Support
In technical analysis, a support level is a price point at which demand for an asset is thought to be strong enough to prevent the price from declining further. Support levels are identified by examining historical price charts and locating areas where the price has bounced upward on multiple occasions, creating a visible floor. The logic behind support is that at these prices, buyers who previously missed an entry or who believe the asset is undervalued will step in, creating enough demand to absorb selling pressure and push the price back up.
Support can be found in several forms. Horizontal support is the most common — a flat price level that the market has repeatedly respected. Dynamic support, such as an upward-sloping trendline or a rising moving average, shifts over time as the trend evolves. Fibonacci retracement levels, pivot points, and prior resistance levels that have been broken and "flipped" to support are also widely used by technical traders to anticipate where buyers may re-enter the market.
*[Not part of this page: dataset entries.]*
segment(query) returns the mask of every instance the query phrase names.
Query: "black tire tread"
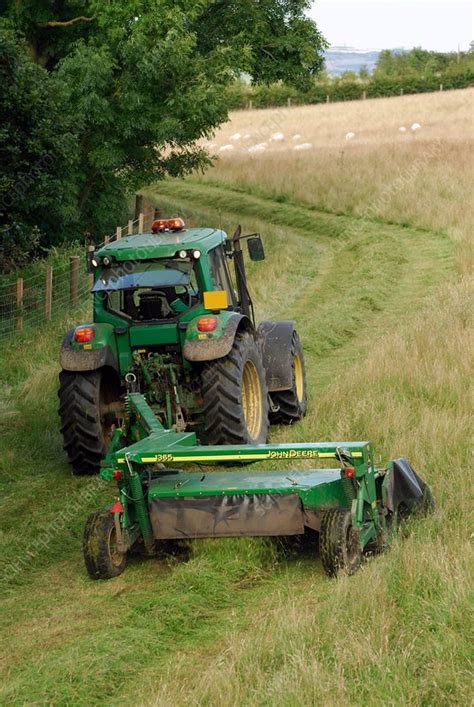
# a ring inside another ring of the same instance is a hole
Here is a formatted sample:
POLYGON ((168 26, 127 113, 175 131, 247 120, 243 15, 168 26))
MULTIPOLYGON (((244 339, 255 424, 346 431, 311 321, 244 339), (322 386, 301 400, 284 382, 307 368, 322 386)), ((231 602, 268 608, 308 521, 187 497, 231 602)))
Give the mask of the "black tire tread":
POLYGON ((110 558, 107 540, 113 524, 114 515, 110 510, 94 511, 86 521, 82 551, 87 573, 92 579, 117 577, 125 569, 126 554, 120 565, 115 565, 110 558))
POLYGON ((77 475, 97 473, 107 451, 100 420, 100 381, 100 371, 59 374, 60 430, 77 475))
POLYGON ((271 394, 274 405, 279 408, 276 412, 270 412, 271 424, 291 425, 293 422, 301 420, 306 415, 306 369, 304 365, 303 347, 301 346, 301 341, 296 331, 293 332, 291 341, 291 367, 293 373, 292 387, 288 390, 277 390, 271 394), (296 394, 295 356, 297 353, 300 355, 301 365, 303 366, 303 385, 305 393, 302 401, 298 400, 296 394))
POLYGON ((251 356, 262 386, 263 421, 258 442, 267 441, 268 393, 260 351, 254 337, 240 332, 230 353, 205 365, 202 371, 203 431, 207 444, 251 444, 241 401, 244 365, 251 356))
POLYGON ((353 574, 360 561, 354 567, 349 567, 344 559, 347 522, 349 511, 341 508, 330 508, 323 515, 319 533, 319 554, 324 571, 329 577, 339 573, 353 574))

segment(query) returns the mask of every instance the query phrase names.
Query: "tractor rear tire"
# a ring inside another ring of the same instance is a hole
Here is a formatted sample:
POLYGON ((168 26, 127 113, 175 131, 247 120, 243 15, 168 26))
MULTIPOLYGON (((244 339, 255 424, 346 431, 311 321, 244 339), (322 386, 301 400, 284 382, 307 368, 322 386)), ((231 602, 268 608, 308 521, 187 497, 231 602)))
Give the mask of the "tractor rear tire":
POLYGON ((117 550, 114 514, 110 510, 91 513, 82 539, 87 573, 92 579, 118 577, 127 564, 127 554, 117 550))
POLYGON ((354 574, 362 561, 359 534, 349 511, 330 508, 323 515, 319 533, 319 554, 329 577, 354 574))
POLYGON ((207 444, 265 444, 268 391, 255 338, 238 333, 230 353, 202 372, 204 436, 207 444))
POLYGON ((272 424, 291 425, 306 415, 308 405, 306 370, 303 347, 296 331, 293 332, 291 341, 291 376, 291 388, 271 393, 272 402, 278 407, 276 412, 270 412, 272 424))
POLYGON ((105 412, 120 401, 120 382, 114 372, 61 371, 59 415, 64 449, 73 474, 96 474, 109 447, 114 414, 105 412))

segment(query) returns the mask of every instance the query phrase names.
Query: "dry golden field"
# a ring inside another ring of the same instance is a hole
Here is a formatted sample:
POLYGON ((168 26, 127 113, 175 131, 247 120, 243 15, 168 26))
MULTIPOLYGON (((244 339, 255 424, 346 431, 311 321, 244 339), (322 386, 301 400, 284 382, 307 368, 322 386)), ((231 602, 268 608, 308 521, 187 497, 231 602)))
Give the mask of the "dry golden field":
POLYGON ((219 156, 213 180, 454 238, 472 230, 474 88, 238 111, 208 145, 219 156), (284 139, 272 141, 276 133, 284 139), (264 151, 248 152, 262 143, 264 151), (311 147, 295 149, 305 143, 311 147), (233 149, 220 151, 224 145, 233 149))

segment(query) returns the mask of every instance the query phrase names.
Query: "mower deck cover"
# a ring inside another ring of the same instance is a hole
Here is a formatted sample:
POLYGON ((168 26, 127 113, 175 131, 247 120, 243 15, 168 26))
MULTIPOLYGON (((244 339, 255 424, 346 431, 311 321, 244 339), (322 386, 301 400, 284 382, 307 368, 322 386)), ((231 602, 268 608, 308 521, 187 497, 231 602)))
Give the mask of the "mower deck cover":
POLYGON ((339 469, 172 471, 155 479, 148 509, 157 539, 295 535, 314 527, 311 509, 347 503, 339 469))

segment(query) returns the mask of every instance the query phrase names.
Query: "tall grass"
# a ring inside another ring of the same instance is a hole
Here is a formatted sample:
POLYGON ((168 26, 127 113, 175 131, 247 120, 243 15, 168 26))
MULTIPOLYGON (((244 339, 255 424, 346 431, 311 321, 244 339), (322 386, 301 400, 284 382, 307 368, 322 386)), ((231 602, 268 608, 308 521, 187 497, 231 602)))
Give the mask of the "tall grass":
POLYGON ((336 212, 380 217, 456 237, 472 231, 474 89, 333 105, 237 111, 216 135, 208 177, 336 212), (421 130, 413 132, 413 123, 421 130), (400 133, 400 127, 407 128, 400 133), (351 131, 356 136, 347 141, 351 131), (249 155, 275 132, 283 142, 249 155), (300 134, 296 143, 292 136, 300 134), (308 142, 312 150, 295 151, 308 142))

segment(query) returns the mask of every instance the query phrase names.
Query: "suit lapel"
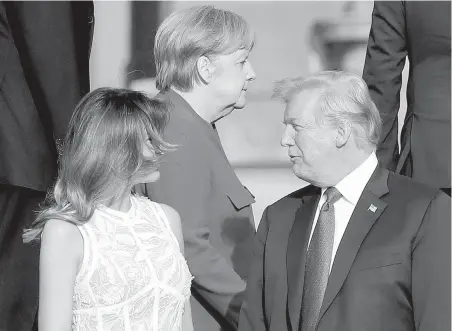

When a support level is broken convincingly — especially on high volume — it is often interpreted as a bearish signal, suggesting that the prior balance of supply and demand has shifted and that the asset may decline further. This is sometimes referred to as a "support break," and the former support level frequently becomes a new resistance level in future price action, a phenomenon known as role reversal. For algorithmic traders, support levels are commonly used to define entry zones, set stop-loss orders below key floors, and identify risk-reward ratios for new positions.